Most imaging and information professionals (IIP’s) who are taking care of PACS and EMR systems have some type of IT background or, if they started their careers in the clinical field, have taken courses in this area or learned on the job. The IT knowledge that is required in a particular job depends often on whether there is a strong IT department that supports the healthcare imaging and information systems to supplement the IIP skills, but regardless of the scope and strength of the internal IT support, it is always good to not have to rely on an external person who is often in another department, possibly outsourced or centralized and only available through yet another help-desk person.

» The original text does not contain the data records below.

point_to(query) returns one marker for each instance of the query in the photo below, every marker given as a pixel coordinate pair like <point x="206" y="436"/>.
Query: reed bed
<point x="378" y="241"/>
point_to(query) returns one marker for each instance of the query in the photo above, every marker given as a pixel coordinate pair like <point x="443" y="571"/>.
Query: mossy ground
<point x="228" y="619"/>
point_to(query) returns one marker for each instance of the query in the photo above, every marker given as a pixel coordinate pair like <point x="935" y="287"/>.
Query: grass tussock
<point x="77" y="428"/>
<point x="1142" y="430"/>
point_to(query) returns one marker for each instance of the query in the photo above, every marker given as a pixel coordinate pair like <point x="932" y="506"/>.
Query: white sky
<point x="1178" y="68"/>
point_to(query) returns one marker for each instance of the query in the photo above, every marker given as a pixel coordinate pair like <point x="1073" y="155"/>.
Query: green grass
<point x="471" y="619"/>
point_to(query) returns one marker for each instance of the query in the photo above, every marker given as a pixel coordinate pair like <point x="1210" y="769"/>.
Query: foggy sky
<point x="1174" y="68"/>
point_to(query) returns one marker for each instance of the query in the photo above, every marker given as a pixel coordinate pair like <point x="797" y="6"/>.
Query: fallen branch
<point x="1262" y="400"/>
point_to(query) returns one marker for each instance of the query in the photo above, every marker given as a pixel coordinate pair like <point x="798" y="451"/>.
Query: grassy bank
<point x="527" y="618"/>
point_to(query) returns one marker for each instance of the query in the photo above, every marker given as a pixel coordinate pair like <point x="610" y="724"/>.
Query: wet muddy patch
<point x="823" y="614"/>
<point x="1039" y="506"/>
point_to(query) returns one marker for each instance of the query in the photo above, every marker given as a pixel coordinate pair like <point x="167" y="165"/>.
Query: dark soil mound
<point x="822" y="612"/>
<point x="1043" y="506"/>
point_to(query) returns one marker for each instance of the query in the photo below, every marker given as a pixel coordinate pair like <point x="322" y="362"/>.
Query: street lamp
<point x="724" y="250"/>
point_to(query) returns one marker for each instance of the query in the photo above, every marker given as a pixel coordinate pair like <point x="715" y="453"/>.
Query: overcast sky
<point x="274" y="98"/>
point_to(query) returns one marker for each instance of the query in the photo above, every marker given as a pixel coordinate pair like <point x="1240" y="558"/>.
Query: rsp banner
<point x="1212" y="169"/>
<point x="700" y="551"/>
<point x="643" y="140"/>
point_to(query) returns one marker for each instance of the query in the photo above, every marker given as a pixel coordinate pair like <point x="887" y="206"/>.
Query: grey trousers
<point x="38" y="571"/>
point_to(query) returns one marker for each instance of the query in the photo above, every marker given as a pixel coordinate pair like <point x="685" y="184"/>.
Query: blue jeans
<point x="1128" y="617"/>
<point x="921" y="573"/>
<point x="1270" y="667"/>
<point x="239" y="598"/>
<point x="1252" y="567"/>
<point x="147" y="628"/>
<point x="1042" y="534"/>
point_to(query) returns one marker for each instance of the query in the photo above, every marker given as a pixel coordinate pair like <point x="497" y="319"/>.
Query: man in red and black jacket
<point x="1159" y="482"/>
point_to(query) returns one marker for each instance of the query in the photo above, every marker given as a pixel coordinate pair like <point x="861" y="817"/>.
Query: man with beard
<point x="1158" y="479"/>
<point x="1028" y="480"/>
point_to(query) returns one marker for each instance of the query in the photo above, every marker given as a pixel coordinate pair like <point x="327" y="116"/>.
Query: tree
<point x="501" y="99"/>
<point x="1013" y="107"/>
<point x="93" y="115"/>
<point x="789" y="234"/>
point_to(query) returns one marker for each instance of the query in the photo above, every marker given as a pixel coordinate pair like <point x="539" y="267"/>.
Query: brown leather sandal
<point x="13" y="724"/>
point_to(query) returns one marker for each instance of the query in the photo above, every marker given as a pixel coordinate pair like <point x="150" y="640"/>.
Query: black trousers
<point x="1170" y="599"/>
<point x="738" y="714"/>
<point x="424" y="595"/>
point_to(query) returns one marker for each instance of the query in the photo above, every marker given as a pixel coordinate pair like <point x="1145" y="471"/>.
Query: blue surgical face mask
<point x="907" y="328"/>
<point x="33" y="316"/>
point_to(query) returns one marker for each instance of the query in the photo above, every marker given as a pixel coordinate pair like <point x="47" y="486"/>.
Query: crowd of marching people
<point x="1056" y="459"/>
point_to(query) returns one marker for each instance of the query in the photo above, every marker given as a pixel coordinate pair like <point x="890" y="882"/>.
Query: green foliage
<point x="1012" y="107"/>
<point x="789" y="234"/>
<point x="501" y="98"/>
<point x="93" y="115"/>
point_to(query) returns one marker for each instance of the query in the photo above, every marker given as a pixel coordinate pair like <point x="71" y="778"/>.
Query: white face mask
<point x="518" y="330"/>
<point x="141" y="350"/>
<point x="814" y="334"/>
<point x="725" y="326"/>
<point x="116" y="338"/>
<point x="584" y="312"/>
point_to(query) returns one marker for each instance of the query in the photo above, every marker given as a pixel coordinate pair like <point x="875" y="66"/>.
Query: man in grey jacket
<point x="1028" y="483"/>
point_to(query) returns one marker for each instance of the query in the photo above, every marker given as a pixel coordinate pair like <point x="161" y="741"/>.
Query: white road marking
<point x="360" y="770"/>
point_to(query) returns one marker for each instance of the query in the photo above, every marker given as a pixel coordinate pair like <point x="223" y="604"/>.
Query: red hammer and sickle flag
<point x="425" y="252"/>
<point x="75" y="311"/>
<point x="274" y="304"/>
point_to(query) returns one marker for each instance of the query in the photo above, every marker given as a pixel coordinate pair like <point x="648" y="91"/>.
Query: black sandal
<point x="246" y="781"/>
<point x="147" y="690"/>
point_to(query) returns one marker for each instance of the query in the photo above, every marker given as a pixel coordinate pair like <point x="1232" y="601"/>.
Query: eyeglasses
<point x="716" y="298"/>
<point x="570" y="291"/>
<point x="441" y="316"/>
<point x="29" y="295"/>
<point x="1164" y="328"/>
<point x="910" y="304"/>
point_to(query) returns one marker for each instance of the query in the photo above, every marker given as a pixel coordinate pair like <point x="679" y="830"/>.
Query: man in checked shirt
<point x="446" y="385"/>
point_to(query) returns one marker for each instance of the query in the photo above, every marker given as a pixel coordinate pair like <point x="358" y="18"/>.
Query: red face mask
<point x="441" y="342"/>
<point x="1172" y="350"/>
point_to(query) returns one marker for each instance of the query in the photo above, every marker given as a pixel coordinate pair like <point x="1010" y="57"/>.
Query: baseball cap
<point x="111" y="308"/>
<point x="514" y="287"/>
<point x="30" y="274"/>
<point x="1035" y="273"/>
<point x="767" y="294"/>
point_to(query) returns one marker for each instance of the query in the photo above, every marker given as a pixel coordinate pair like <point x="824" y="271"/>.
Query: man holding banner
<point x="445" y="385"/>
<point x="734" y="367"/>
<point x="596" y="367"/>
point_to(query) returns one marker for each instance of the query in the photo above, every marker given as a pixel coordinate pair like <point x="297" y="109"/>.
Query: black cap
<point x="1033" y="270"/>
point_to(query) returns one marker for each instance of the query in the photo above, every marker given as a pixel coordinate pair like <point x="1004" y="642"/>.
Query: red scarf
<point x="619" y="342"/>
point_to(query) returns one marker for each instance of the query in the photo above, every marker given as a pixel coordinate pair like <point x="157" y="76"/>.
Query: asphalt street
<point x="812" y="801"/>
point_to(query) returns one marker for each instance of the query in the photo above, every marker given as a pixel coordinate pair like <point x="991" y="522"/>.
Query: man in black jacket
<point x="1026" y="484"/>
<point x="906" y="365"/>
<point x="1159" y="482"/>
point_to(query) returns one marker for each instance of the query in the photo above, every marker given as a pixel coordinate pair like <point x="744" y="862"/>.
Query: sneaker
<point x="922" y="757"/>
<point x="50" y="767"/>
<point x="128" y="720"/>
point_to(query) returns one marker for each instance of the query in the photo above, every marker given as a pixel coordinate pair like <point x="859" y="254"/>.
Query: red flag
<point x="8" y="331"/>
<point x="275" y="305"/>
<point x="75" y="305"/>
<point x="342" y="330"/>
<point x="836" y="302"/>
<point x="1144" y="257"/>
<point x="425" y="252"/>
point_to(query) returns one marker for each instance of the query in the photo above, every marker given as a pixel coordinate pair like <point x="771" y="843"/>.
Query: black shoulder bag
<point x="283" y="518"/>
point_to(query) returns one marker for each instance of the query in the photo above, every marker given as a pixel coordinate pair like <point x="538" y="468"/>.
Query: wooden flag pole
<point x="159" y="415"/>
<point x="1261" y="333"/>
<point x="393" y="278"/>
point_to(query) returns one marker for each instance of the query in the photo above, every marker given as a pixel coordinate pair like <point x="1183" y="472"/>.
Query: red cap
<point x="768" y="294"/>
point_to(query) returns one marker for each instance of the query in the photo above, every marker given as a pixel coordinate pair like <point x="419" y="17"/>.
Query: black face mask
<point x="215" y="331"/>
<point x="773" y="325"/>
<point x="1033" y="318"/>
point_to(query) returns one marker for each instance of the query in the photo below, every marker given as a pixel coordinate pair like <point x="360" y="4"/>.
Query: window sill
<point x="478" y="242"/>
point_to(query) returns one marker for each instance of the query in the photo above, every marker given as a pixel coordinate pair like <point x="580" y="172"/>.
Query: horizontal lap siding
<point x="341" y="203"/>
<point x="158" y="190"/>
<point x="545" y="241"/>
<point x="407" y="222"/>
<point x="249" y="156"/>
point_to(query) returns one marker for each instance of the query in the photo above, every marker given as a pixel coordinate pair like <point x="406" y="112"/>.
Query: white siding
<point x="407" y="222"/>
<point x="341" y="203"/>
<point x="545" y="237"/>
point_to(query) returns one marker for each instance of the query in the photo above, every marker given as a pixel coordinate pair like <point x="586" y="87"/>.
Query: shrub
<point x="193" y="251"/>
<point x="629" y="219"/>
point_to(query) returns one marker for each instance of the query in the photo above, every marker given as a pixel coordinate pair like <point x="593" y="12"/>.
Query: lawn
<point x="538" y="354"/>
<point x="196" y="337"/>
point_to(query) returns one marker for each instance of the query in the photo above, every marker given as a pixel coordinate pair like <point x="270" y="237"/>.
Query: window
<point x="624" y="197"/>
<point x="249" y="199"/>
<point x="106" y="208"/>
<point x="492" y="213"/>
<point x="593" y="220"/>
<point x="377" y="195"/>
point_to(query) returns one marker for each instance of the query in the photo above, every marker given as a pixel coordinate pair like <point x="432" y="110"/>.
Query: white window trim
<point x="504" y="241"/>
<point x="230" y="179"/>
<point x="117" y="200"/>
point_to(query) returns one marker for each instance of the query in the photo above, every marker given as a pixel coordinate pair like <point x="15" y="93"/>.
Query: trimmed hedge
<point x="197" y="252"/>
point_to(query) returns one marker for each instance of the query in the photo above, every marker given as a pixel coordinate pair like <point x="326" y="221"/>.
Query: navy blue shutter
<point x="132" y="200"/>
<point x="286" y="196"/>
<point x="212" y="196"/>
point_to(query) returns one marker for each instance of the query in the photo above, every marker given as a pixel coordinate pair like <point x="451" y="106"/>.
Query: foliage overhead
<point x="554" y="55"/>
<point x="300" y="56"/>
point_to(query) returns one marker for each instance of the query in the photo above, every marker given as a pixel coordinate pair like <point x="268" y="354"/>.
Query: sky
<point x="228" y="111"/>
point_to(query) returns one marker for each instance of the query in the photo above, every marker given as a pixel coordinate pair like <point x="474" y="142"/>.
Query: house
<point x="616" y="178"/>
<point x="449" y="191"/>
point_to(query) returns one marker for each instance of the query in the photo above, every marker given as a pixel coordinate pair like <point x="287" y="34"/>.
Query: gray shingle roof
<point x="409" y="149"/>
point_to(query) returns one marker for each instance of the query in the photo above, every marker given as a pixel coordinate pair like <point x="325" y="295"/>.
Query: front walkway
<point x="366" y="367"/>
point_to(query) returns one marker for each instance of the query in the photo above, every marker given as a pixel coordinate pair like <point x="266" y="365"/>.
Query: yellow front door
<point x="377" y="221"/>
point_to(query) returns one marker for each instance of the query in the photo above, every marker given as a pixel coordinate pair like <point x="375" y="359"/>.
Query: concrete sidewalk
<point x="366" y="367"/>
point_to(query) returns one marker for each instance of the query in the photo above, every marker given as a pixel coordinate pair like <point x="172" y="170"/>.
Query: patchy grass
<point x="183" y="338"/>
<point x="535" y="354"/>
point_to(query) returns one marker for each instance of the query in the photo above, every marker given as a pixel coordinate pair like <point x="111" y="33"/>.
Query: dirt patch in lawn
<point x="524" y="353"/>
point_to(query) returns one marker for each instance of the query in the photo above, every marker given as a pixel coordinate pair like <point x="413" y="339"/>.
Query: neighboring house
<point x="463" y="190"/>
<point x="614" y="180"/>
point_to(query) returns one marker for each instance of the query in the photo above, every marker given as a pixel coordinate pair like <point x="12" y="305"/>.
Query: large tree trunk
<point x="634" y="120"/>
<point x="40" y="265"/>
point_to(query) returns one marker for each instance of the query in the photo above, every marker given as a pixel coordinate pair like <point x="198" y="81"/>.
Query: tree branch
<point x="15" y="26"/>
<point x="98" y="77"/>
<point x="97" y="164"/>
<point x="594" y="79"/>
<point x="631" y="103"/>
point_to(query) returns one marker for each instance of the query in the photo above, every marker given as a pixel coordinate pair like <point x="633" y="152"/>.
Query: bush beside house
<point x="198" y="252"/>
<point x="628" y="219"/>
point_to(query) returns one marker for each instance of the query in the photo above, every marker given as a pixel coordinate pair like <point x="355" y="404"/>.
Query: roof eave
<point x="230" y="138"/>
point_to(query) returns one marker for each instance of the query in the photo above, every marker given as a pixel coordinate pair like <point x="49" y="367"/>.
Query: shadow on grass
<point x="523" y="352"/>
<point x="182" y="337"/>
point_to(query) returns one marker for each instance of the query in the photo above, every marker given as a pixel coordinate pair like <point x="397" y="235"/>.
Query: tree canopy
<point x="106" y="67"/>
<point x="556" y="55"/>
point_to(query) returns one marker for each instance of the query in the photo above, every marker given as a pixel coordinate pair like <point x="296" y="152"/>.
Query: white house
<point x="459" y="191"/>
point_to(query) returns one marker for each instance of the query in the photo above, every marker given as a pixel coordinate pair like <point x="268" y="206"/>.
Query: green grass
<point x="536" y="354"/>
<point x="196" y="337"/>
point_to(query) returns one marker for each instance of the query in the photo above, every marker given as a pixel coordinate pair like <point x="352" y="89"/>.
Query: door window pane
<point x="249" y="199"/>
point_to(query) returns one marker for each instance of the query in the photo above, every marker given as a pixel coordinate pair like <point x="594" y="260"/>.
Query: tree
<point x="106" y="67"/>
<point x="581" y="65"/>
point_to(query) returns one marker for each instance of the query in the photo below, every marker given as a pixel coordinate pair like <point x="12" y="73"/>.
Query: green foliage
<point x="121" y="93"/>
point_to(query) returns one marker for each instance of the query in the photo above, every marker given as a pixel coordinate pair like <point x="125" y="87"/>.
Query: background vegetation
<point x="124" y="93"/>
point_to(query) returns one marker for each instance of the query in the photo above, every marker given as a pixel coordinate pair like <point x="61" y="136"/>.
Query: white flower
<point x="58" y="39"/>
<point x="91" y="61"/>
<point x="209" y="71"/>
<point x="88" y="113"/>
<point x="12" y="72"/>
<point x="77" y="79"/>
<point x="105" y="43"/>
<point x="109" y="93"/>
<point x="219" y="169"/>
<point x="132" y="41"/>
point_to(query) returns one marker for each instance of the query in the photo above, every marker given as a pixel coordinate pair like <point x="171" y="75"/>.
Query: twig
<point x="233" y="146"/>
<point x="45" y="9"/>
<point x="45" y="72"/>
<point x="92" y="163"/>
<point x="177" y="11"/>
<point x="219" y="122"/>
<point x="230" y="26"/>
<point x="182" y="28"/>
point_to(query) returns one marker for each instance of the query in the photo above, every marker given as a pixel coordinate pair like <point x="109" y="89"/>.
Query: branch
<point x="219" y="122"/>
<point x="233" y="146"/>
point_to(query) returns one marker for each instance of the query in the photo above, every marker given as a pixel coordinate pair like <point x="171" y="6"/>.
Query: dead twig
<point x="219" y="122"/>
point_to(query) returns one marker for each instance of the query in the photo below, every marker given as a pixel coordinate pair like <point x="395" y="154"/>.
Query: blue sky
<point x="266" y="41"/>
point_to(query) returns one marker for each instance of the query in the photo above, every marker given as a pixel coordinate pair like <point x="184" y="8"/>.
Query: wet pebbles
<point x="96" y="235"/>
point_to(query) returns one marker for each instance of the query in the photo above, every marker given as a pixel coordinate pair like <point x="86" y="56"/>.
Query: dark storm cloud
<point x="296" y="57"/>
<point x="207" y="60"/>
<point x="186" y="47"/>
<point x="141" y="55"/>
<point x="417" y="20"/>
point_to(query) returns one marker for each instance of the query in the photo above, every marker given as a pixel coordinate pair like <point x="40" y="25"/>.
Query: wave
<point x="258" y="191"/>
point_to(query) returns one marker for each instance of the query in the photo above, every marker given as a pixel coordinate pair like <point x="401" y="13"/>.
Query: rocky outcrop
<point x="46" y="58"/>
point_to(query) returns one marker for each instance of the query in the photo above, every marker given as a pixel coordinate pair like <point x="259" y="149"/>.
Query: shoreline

Therefore, being able to troubleshoot and diagnose fundamental problems is often invaluable, especially if there is “fingerpointing” going on such as, “it is not the network,” or “my system works fine.”
Here is my list of basic skills that every IIP should have based on discussions with the many PACS administrators attending our PACS training and derived from questions I have seen in the many PACS user forums:
Overview of the basic skills required:
1. Network diagnostics: IIP’s should be able to isolate whether a problem is related to the network and its infrastructure (switches, routers, etc.), including bandwidth problems, or if it caused by an application or device. The most common networking problem is caused by cable cuts. Therefore, being able to find out if a connection is still live, is invaluable (ping). The second most common problem is that IP addresses might be re-assigned or expired, and therefore being able to check a device IP address is important (ipconfig). Performance and routing issues can be diagnosed with TraceRT, while netstat checks whether a port is still open or might have been closed by a well-intentioned IT person. And nslookup will allow you to troubleshoot any potential DNS issues. Knowing the command to be able to renew an IP address is also important.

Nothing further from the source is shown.